All the text is in 11 pt Times New Roman. I am a Times New Roman fan, it’s a classic font and you will never go wrong with it. There are people who like sans serif fonts like Helvetica or Arial, which are just not my cup of tea. But if a funding agency says a font is fine, then it’s fine; have fun with it. Also, I know people will say “But I am constrained to 15 (or however many) pages, I can’t waste space on silly tricks.” Yes, you can and you should. You can purge the fluff and become even more clear and succinct than before, and the reviewer will be happier for it in more ways than one.
— Do give your proposal a title that is short and catchy, but please also be accurate. I got several proposals roughly entitled “Pie in the Sky Is High But I Can Fly” and then one is about the aeronautical engineering of taking off, another is about optimizing sugar-to-flour ratio in pie recipes, and the third is about why the sky is blue and if we can manipulate its color.
— There are always fads, hot areas. Once a topic is established as hot, money gets thrown at it, and many people move into the field. However, big groups move faster, and if there are low-hanging fruits, they will be picked by the most nimble. If you are a junior faculty who is just starting with 2 students, you will not be beating a big-named guy who has invented the field, has multimillion-dollar centers funding him to do the work already, and has an army of minions going after the easy pickings. At best, you’ll be just another “me too.” At worst, you will never get any money to do what you are proposing, because groups much bigger and much farther along than you proposed and got funded to do that same exact thing last year and the year before.
When you are just starting up, be mindful of what your strengths are and how fast you can conceivably do something. If you are phenomenally successful at getting money and able to grow much faster than an average new prof, then sure, go ahead, toe to toe with the big guys. But if you are not, then you need to find a niche, something you can do better than others, because of your expertise or how you approach the problems or because no one figured out that some specific aspect may be both important and doable, something that is uniquely yours, not just an obvious question within the latest flavor-of-the-week topic. Be realistic about what you can pull off with the money and personnel you have. And when you identify your niche, then jump on it with all you’ve got.

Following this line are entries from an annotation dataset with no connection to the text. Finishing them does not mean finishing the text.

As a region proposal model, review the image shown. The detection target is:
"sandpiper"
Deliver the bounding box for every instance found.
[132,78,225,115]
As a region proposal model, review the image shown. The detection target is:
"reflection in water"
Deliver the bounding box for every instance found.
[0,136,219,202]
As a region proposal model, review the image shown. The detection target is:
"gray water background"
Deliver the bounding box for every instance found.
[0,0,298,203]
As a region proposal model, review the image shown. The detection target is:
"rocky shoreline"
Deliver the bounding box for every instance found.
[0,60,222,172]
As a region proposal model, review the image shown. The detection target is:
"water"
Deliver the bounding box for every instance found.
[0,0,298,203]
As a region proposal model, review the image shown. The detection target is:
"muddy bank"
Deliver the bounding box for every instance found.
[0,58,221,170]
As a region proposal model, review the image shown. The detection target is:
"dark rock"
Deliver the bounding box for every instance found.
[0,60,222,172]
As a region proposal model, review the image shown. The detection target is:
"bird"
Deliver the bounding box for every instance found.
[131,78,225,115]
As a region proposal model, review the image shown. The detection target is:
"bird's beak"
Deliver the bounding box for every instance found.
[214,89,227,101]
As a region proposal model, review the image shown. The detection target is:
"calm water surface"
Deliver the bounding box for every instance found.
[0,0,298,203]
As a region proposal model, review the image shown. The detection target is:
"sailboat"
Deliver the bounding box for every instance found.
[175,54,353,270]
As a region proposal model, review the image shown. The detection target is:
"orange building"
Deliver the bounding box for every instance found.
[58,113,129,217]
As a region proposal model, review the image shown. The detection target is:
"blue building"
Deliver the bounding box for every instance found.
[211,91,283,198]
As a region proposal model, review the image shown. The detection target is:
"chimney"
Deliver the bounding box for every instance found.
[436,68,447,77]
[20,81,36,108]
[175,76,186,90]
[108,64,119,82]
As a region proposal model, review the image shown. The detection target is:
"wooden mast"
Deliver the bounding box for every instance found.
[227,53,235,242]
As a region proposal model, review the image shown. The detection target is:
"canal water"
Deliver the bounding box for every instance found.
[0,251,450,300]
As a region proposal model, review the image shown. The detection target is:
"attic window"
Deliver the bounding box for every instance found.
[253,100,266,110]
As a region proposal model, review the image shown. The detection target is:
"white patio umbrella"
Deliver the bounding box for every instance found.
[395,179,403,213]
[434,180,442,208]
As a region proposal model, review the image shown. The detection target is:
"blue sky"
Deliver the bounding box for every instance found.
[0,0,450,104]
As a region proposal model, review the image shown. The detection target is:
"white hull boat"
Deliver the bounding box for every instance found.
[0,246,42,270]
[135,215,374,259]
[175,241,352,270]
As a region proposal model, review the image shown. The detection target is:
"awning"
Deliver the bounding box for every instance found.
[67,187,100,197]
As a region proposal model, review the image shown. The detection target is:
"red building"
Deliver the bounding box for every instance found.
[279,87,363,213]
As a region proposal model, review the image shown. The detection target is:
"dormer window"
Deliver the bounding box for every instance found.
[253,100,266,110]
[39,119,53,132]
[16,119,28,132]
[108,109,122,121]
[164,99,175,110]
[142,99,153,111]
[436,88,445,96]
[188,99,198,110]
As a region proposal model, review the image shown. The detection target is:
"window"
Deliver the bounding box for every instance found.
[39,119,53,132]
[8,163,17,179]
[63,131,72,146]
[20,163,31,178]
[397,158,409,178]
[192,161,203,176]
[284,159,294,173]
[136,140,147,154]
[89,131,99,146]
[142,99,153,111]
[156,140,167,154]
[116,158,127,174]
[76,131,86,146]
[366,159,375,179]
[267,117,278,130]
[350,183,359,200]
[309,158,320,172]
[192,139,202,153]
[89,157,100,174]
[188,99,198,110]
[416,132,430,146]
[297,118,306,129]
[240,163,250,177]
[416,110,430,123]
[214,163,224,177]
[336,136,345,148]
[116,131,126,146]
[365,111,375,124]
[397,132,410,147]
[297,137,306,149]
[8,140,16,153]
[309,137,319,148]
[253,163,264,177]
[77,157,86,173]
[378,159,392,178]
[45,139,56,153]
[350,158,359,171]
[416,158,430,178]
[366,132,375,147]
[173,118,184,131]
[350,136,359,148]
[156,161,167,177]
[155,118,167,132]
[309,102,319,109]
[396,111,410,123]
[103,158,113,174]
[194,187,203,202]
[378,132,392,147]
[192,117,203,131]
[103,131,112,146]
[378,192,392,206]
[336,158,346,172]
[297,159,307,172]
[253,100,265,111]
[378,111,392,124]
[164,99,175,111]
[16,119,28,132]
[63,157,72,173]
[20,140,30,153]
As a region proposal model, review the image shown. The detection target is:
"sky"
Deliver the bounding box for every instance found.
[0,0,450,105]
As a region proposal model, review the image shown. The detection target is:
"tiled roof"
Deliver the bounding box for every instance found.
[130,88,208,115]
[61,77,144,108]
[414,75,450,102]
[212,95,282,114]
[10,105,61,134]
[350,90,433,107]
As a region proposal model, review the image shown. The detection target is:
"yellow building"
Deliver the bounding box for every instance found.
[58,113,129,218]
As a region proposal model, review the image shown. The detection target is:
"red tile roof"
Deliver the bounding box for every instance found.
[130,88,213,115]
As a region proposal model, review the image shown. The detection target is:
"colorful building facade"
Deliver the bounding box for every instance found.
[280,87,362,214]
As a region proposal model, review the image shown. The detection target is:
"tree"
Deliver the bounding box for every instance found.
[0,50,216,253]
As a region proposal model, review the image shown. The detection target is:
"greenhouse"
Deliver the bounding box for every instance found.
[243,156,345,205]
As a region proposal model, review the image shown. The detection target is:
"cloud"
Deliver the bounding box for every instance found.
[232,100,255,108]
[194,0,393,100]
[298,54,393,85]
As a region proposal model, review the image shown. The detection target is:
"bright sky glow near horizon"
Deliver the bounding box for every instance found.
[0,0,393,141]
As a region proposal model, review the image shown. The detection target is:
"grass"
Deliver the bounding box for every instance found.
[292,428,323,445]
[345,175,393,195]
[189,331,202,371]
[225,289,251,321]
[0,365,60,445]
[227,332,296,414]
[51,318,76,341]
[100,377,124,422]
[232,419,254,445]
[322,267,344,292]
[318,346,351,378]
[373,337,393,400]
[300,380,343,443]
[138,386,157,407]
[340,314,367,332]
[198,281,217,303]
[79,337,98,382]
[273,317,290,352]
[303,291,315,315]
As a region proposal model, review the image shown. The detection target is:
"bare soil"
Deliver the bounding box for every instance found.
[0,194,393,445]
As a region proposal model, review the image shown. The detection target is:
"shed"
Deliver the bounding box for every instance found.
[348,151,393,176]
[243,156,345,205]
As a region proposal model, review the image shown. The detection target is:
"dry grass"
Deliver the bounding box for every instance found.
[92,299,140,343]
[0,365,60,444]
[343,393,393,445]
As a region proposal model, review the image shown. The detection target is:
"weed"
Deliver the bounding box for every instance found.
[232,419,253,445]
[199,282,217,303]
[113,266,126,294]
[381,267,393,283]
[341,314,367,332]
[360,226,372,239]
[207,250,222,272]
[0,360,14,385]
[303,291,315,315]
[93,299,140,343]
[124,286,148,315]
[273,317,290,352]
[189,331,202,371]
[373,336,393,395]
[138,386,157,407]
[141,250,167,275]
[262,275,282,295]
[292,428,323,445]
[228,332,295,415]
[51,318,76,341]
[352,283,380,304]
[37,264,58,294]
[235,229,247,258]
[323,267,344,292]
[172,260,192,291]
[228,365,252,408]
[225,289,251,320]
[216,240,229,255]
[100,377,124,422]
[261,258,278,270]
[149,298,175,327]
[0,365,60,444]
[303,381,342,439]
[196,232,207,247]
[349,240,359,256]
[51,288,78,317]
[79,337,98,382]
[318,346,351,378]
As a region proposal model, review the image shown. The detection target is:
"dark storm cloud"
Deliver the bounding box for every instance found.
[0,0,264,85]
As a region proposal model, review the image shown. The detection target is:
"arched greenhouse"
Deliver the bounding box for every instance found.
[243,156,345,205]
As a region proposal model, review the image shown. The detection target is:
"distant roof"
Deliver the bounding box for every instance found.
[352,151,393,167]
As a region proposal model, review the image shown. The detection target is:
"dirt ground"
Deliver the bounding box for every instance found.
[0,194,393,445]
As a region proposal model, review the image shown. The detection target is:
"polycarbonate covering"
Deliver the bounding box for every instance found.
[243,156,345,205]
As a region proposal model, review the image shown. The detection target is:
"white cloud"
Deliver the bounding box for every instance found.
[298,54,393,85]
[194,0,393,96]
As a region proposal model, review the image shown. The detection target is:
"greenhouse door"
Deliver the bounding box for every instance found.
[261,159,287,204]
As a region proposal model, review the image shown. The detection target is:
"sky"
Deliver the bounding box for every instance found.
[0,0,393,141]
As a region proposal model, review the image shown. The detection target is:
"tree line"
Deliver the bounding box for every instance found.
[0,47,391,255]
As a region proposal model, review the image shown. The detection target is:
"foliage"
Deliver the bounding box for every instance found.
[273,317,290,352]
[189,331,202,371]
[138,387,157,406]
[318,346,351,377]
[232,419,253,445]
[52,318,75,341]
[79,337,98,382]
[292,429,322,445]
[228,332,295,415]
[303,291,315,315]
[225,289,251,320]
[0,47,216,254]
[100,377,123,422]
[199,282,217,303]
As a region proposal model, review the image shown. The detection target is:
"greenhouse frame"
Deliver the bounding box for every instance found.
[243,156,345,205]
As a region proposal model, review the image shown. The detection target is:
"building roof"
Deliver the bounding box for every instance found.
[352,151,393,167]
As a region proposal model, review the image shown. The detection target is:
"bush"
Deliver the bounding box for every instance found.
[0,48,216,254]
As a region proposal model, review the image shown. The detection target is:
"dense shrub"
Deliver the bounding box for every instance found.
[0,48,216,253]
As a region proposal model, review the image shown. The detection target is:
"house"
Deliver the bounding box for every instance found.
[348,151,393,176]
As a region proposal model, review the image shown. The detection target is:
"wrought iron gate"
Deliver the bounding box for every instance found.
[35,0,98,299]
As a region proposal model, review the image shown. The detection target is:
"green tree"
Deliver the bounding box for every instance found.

— I laughed out loud in my office at a sentence that said something like “In year n of the project, the results will be published in a journal of impact factor at least 10.”
AHAHAHAHAHA! Only 10? Why so low? The stuff is guaranteed to get into Nature! Seriously, people. That’s just amateurish. I can forgive when a graduate student lists 10 papers “in preparation” or “to be submitted to Nature Progeny” on their CV, but a grownup scientist should know better. You can tell me you expect high-impact stuff, but better yet write your proposal in such a compelling fashion that it is crystal clear to me this will be high-impact stuff, in which case I will strongly advocate for funding you. In contrast, the silly silliness of “We’ll totally publish in a Super Duper Glam Mag” is just silly.